Look no further than DRM as it applies to music and video. An article in InfoWorld today covers most of the relevant ground, noting that consumers ought to pay close attention to the topic because “nobody wants to build a library of favorite movies and songs, only to find that . . . switching to another computer or software makes it unusable.”
Indeed, that’s a fate I’d like to avoid, and one you’d doubtless like to escape, too. But how can you do it?
Unfortunately, you don’t have a lot of options today. In DRM as it applies to music, we have Apple’s Fairplay (which spans iPod and iTunes) and Microsoft’s Windows Media DRM. As these vendors would have it, their DRM systems are incompatible, meaning that consumers cannot play cannot Windows Media files on their iPods.
Video DRM, which applies to television programming and movies, is a work in progress. Perhaps something will develop to prevent Apple and Microsoft from applying their mutually exclusive DRM strangleholds on the burgeoning video realm.
One potential alternative comes from the Digital Living Network Alliance (DLNA) — whose membership roster includes Intel Corp., Sony Corp., Samsung Electronics Co. Ltd. and Lenovo Group Ltd, — which is working to define and promote an industry-standard DRM format.
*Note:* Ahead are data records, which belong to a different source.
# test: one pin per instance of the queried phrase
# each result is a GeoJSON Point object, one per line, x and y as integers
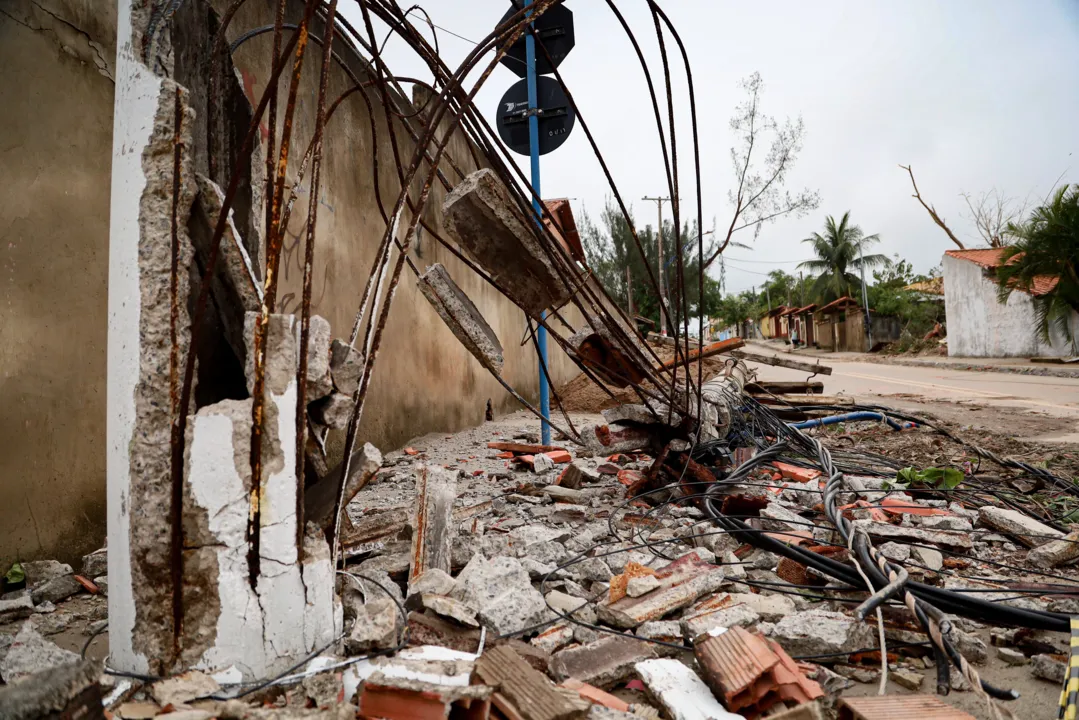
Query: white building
{"type": "Point", "coordinates": [981, 326]}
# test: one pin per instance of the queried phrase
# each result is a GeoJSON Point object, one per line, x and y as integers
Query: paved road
{"type": "Point", "coordinates": [1056, 397]}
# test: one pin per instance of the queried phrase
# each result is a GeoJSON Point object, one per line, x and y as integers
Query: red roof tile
{"type": "Point", "coordinates": [989, 258]}
{"type": "Point", "coordinates": [835, 306]}
{"type": "Point", "coordinates": [899, 707]}
{"type": "Point", "coordinates": [564, 227]}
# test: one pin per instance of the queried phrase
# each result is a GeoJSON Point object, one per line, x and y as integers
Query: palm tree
{"type": "Point", "coordinates": [840, 252]}
{"type": "Point", "coordinates": [1047, 248]}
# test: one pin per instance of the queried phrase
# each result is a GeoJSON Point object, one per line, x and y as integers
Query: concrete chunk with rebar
{"type": "Point", "coordinates": [461, 316]}
{"type": "Point", "coordinates": [482, 217]}
{"type": "Point", "coordinates": [436, 488]}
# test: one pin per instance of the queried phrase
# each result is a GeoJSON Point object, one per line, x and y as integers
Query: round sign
{"type": "Point", "coordinates": [554, 30]}
{"type": "Point", "coordinates": [555, 112]}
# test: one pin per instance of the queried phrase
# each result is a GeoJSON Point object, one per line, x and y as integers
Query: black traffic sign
{"type": "Point", "coordinates": [554, 30]}
{"type": "Point", "coordinates": [555, 112]}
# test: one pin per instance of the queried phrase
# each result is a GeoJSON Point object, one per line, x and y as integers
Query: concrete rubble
{"type": "Point", "coordinates": [534, 587]}
{"type": "Point", "coordinates": [688, 548]}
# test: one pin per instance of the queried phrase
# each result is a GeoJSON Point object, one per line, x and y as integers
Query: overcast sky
{"type": "Point", "coordinates": [974, 94]}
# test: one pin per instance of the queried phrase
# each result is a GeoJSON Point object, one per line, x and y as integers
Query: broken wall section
{"type": "Point", "coordinates": [291, 611]}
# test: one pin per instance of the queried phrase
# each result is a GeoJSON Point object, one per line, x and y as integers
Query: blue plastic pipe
{"type": "Point", "coordinates": [849, 417]}
{"type": "Point", "coordinates": [530, 59]}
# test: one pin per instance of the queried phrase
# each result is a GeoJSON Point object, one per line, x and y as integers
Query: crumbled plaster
{"type": "Point", "coordinates": [63, 21]}
{"type": "Point", "coordinates": [145, 371]}
{"type": "Point", "coordinates": [295, 610]}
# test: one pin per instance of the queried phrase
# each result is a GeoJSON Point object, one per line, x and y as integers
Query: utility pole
{"type": "Point", "coordinates": [530, 55]}
{"type": "Point", "coordinates": [659, 266]}
{"type": "Point", "coordinates": [865, 301]}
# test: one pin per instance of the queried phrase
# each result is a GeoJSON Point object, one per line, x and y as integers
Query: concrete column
{"type": "Point", "coordinates": [218, 605]}
{"type": "Point", "coordinates": [149, 330]}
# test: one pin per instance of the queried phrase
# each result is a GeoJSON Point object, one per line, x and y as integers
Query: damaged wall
{"type": "Point", "coordinates": [58, 56]}
{"type": "Point", "coordinates": [55, 155]}
{"type": "Point", "coordinates": [424, 380]}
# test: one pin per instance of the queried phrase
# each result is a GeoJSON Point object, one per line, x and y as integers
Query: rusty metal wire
{"type": "Point", "coordinates": [428, 126]}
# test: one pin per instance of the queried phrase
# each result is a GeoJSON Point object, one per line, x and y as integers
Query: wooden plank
{"type": "Point", "coordinates": [781, 362]}
{"type": "Point", "coordinates": [528, 691]}
{"type": "Point", "coordinates": [668, 340]}
{"type": "Point", "coordinates": [373, 526]}
{"type": "Point", "coordinates": [433, 529]}
{"type": "Point", "coordinates": [805, 399]}
{"type": "Point", "coordinates": [707, 351]}
{"type": "Point", "coordinates": [777, 388]}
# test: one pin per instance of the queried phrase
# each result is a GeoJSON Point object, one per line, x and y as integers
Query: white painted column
{"type": "Point", "coordinates": [137, 97]}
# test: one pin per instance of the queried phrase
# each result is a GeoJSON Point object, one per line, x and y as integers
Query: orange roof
{"type": "Point", "coordinates": [835, 306]}
{"type": "Point", "coordinates": [989, 258]}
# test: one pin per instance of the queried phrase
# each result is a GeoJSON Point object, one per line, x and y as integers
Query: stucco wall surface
{"type": "Point", "coordinates": [55, 154]}
{"type": "Point", "coordinates": [981, 326]}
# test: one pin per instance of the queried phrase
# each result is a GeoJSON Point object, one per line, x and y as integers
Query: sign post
{"type": "Point", "coordinates": [546, 108]}
{"type": "Point", "coordinates": [530, 59]}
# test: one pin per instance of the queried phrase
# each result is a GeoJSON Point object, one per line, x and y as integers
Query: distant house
{"type": "Point", "coordinates": [981, 326]}
{"type": "Point", "coordinates": [800, 322]}
{"type": "Point", "coordinates": [773, 324]}
{"type": "Point", "coordinates": [841, 326]}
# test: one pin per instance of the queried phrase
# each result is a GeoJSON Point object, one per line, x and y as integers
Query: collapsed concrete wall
{"type": "Point", "coordinates": [58, 60]}
{"type": "Point", "coordinates": [59, 66]}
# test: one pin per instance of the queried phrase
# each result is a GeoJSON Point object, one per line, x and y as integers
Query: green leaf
{"type": "Point", "coordinates": [15, 575]}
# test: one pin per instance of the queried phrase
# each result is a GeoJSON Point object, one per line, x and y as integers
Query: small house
{"type": "Point", "coordinates": [979, 325]}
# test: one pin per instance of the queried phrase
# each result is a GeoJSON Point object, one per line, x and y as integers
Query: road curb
{"type": "Point", "coordinates": [970, 367]}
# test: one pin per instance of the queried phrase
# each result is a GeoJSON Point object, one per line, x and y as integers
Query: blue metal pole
{"type": "Point", "coordinates": [530, 58]}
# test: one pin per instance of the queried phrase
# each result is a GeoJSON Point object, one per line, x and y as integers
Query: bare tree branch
{"type": "Point", "coordinates": [932, 211]}
{"type": "Point", "coordinates": [760, 197]}
{"type": "Point", "coordinates": [991, 213]}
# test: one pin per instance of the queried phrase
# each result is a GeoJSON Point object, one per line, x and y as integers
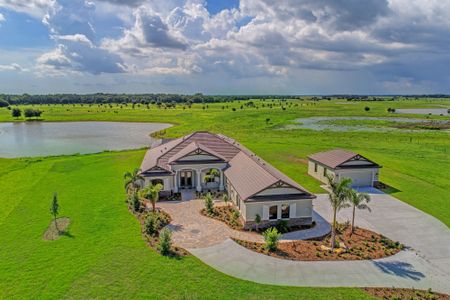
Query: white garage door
{"type": "Point", "coordinates": [359, 178]}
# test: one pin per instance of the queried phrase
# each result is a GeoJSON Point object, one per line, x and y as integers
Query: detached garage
{"type": "Point", "coordinates": [343, 164]}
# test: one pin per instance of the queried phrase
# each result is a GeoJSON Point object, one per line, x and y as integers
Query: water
{"type": "Point", "coordinates": [423, 111]}
{"type": "Point", "coordinates": [317, 123]}
{"type": "Point", "coordinates": [56, 138]}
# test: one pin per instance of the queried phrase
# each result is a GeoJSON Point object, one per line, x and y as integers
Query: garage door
{"type": "Point", "coordinates": [359, 178]}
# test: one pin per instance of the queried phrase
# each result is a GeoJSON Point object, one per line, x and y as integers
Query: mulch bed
{"type": "Point", "coordinates": [405, 294]}
{"type": "Point", "coordinates": [52, 233]}
{"type": "Point", "coordinates": [363, 244]}
{"type": "Point", "coordinates": [225, 214]}
{"type": "Point", "coordinates": [153, 240]}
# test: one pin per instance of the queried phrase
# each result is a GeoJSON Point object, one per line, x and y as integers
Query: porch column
{"type": "Point", "coordinates": [221, 180]}
{"type": "Point", "coordinates": [175, 182]}
{"type": "Point", "coordinates": [199, 180]}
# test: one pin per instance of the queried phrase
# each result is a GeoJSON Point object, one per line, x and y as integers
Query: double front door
{"type": "Point", "coordinates": [186, 179]}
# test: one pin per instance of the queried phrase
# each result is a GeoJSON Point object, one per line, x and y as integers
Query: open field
{"type": "Point", "coordinates": [106, 256]}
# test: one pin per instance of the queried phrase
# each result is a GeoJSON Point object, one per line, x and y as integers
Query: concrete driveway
{"type": "Point", "coordinates": [425, 265]}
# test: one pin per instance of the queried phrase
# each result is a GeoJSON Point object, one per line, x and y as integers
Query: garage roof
{"type": "Point", "coordinates": [335, 158]}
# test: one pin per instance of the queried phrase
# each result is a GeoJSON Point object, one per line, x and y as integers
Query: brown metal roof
{"type": "Point", "coordinates": [333, 158]}
{"type": "Point", "coordinates": [248, 173]}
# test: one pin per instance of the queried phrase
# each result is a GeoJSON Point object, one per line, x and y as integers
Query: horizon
{"type": "Point", "coordinates": [223, 48]}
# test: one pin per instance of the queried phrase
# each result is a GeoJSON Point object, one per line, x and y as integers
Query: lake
{"type": "Point", "coordinates": [56, 138]}
{"type": "Point", "coordinates": [423, 111]}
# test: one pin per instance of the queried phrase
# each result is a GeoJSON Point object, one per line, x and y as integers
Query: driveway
{"type": "Point", "coordinates": [425, 265]}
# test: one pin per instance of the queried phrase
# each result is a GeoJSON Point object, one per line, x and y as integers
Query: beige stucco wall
{"type": "Point", "coordinates": [319, 174]}
{"type": "Point", "coordinates": [303, 208]}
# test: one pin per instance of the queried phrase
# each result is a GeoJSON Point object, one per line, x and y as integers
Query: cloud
{"type": "Point", "coordinates": [12, 67]}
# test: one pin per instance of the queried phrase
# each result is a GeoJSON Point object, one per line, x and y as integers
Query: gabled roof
{"type": "Point", "coordinates": [192, 148]}
{"type": "Point", "coordinates": [248, 173]}
{"type": "Point", "coordinates": [335, 158]}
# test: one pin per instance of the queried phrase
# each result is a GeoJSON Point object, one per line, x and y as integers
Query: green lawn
{"type": "Point", "coordinates": [107, 257]}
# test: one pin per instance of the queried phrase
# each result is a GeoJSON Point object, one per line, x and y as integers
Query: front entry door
{"type": "Point", "coordinates": [186, 179]}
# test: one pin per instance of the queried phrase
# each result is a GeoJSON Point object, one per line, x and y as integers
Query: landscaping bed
{"type": "Point", "coordinates": [405, 294]}
{"type": "Point", "coordinates": [226, 214]}
{"type": "Point", "coordinates": [362, 244]}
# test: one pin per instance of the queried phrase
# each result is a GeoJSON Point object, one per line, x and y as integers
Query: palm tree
{"type": "Point", "coordinates": [151, 193]}
{"type": "Point", "coordinates": [338, 195]}
{"type": "Point", "coordinates": [133, 180]}
{"type": "Point", "coordinates": [358, 201]}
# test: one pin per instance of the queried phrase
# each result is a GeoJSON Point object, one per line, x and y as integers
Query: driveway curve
{"type": "Point", "coordinates": [426, 264]}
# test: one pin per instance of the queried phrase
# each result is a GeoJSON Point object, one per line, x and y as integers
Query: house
{"type": "Point", "coordinates": [205, 161]}
{"type": "Point", "coordinates": [343, 164]}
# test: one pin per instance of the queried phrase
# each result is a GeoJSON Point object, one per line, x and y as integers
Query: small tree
{"type": "Point", "coordinates": [16, 113]}
{"type": "Point", "coordinates": [257, 221]}
{"type": "Point", "coordinates": [152, 223]}
{"type": "Point", "coordinates": [225, 199]}
{"type": "Point", "coordinates": [54, 209]}
{"type": "Point", "coordinates": [165, 241]}
{"type": "Point", "coordinates": [338, 196]}
{"type": "Point", "coordinates": [358, 201]}
{"type": "Point", "coordinates": [151, 193]}
{"type": "Point", "coordinates": [271, 237]}
{"type": "Point", "coordinates": [209, 204]}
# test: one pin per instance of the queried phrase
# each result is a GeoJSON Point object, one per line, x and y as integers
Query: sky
{"type": "Point", "coordinates": [225, 46]}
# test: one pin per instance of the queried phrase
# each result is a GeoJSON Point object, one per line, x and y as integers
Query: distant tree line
{"type": "Point", "coordinates": [129, 98]}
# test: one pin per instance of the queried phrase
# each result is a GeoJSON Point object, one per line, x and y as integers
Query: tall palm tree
{"type": "Point", "coordinates": [151, 193]}
{"type": "Point", "coordinates": [133, 180]}
{"type": "Point", "coordinates": [338, 196]}
{"type": "Point", "coordinates": [358, 201]}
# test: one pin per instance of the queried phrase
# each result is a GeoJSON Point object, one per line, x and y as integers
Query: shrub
{"type": "Point", "coordinates": [209, 204]}
{"type": "Point", "coordinates": [282, 226]}
{"type": "Point", "coordinates": [271, 237]}
{"type": "Point", "coordinates": [152, 223]}
{"type": "Point", "coordinates": [165, 241]}
{"type": "Point", "coordinates": [16, 113]}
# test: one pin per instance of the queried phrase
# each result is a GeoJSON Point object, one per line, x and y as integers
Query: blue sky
{"type": "Point", "coordinates": [225, 47]}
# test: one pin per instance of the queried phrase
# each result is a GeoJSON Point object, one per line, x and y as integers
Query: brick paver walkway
{"type": "Point", "coordinates": [190, 229]}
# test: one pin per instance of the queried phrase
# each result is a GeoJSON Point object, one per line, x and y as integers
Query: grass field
{"type": "Point", "coordinates": [106, 256]}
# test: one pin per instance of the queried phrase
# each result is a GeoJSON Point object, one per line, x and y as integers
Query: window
{"type": "Point", "coordinates": [285, 211]}
{"type": "Point", "coordinates": [158, 181]}
{"type": "Point", "coordinates": [273, 212]}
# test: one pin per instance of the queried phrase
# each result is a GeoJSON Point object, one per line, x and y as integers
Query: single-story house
{"type": "Point", "coordinates": [343, 164]}
{"type": "Point", "coordinates": [205, 161]}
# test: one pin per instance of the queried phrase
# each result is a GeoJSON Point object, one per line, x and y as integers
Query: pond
{"type": "Point", "coordinates": [356, 123]}
{"type": "Point", "coordinates": [57, 138]}
{"type": "Point", "coordinates": [423, 111]}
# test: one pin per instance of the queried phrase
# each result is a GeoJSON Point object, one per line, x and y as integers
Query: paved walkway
{"type": "Point", "coordinates": [193, 230]}
{"type": "Point", "coordinates": [425, 265]}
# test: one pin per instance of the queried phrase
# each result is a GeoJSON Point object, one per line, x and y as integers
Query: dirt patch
{"type": "Point", "coordinates": [362, 244]}
{"type": "Point", "coordinates": [405, 294]}
{"type": "Point", "coordinates": [53, 233]}
{"type": "Point", "coordinates": [225, 214]}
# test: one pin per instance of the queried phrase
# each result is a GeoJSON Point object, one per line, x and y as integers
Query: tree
{"type": "Point", "coordinates": [338, 196]}
{"type": "Point", "coordinates": [225, 199]}
{"type": "Point", "coordinates": [133, 181]}
{"type": "Point", "coordinates": [209, 204]}
{"type": "Point", "coordinates": [151, 193]}
{"type": "Point", "coordinates": [3, 103]}
{"type": "Point", "coordinates": [54, 209]}
{"type": "Point", "coordinates": [358, 201]}
{"type": "Point", "coordinates": [257, 221]}
{"type": "Point", "coordinates": [16, 113]}
{"type": "Point", "coordinates": [271, 237]}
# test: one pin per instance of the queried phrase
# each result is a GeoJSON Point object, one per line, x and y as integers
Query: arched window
{"type": "Point", "coordinates": [157, 181]}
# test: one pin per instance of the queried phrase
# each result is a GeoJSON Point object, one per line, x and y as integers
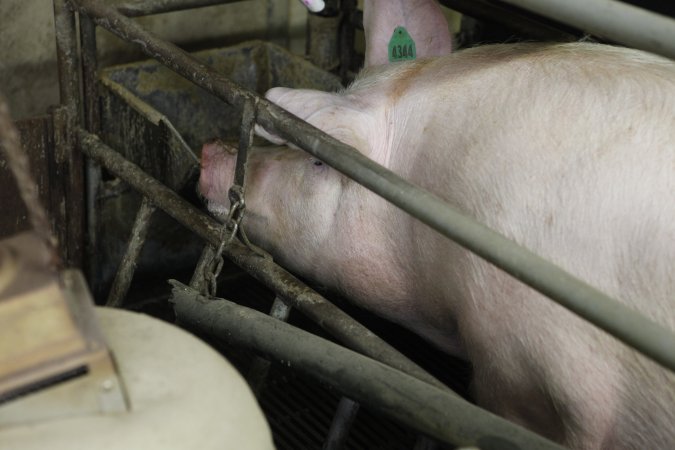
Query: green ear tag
{"type": "Point", "coordinates": [401, 46]}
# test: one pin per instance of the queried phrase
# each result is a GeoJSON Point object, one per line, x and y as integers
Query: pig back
{"type": "Point", "coordinates": [568, 150]}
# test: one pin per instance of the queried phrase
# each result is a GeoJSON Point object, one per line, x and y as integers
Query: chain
{"type": "Point", "coordinates": [231, 228]}
{"type": "Point", "coordinates": [18, 162]}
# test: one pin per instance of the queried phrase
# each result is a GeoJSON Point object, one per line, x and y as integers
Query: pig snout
{"type": "Point", "coordinates": [217, 174]}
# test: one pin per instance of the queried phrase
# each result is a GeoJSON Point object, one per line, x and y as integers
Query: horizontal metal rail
{"type": "Point", "coordinates": [495, 12]}
{"type": "Point", "coordinates": [609, 19]}
{"type": "Point", "coordinates": [426, 408]}
{"type": "Point", "coordinates": [297, 294]}
{"type": "Point", "coordinates": [149, 7]}
{"type": "Point", "coordinates": [632, 328]}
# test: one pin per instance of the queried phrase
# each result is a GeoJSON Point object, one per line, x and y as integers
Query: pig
{"type": "Point", "coordinates": [422, 19]}
{"type": "Point", "coordinates": [568, 149]}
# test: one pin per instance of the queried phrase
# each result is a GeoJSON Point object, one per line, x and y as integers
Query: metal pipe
{"type": "Point", "coordinates": [92, 123]}
{"type": "Point", "coordinates": [149, 7]}
{"type": "Point", "coordinates": [608, 19]}
{"type": "Point", "coordinates": [125, 272]}
{"type": "Point", "coordinates": [198, 281]}
{"type": "Point", "coordinates": [313, 305]}
{"type": "Point", "coordinates": [492, 11]}
{"type": "Point", "coordinates": [257, 373]}
{"type": "Point", "coordinates": [653, 340]}
{"type": "Point", "coordinates": [68, 157]}
{"type": "Point", "coordinates": [406, 399]}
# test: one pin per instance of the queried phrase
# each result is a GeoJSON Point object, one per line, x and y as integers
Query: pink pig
{"type": "Point", "coordinates": [568, 149]}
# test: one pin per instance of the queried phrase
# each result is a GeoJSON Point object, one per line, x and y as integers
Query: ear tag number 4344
{"type": "Point", "coordinates": [401, 46]}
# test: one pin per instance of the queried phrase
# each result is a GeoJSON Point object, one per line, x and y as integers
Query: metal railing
{"type": "Point", "coordinates": [630, 327]}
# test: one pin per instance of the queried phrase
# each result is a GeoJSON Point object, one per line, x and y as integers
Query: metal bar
{"type": "Point", "coordinates": [17, 160]}
{"type": "Point", "coordinates": [68, 156]}
{"type": "Point", "coordinates": [616, 21]}
{"type": "Point", "coordinates": [248, 118]}
{"type": "Point", "coordinates": [92, 123]}
{"type": "Point", "coordinates": [313, 305]}
{"type": "Point", "coordinates": [125, 272]}
{"type": "Point", "coordinates": [260, 367]}
{"type": "Point", "coordinates": [612, 316]}
{"type": "Point", "coordinates": [343, 420]}
{"type": "Point", "coordinates": [426, 408]}
{"type": "Point", "coordinates": [491, 11]}
{"type": "Point", "coordinates": [149, 7]}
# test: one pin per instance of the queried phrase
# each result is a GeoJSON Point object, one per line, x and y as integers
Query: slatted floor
{"type": "Point", "coordinates": [300, 410]}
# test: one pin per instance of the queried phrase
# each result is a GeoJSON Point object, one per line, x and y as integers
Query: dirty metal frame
{"type": "Point", "coordinates": [635, 330]}
{"type": "Point", "coordinates": [612, 316]}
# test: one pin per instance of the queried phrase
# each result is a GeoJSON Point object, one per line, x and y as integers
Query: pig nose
{"type": "Point", "coordinates": [215, 151]}
{"type": "Point", "coordinates": [217, 168]}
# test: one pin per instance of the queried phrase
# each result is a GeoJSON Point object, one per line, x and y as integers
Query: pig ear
{"type": "Point", "coordinates": [404, 29]}
{"type": "Point", "coordinates": [331, 113]}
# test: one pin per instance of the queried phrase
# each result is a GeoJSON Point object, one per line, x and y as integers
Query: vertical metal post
{"type": "Point", "coordinates": [92, 119]}
{"type": "Point", "coordinates": [346, 45]}
{"type": "Point", "coordinates": [260, 367]}
{"type": "Point", "coordinates": [125, 272]}
{"type": "Point", "coordinates": [70, 217]}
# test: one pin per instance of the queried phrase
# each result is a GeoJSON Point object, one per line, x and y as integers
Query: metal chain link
{"type": "Point", "coordinates": [231, 228]}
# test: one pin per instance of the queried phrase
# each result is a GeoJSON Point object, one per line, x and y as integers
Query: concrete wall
{"type": "Point", "coordinates": [28, 73]}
There also are moves afoot to produce open-source DRM mechanisms, and, of course, hackers continually seek ways to circumvent and thwart DRM technologies.
Interestingly, free-software exponents such as Richard M Stallman, who founded the Free Software movement and devised the original GNU public license, believe that open-source DRM would represent a bigger affront to freedom and liberty than proprietary DRM schemes.
In an article published earlier this year by UK-based The Register, Stallman opined:
If you think that the important thing is for the software to be powerful and reliable, you might think that applying the open-source development model to DRM software is a way to make DRM powerful and reliable. But as far as I’m concerned, that makes it worse — because it’s job is restricting you. And if it restricts you reliably, that means you’ve been thoroughly shafted.
Well, if you view the world through Stallman’s ideological prism, we’re all going to get shafted, because I don’t see the content kings retreating from their insistence on DRM. If we must have DRM — and it seems it’s an inevitability to which we must reconcile ourselves — then we need to have a DRM model that is flexible and allows for fair use and portability of content.
The existing DRM systems, whether proffered by Microsoft or by Apple, fail that test. Let’s hope, and push, for something better.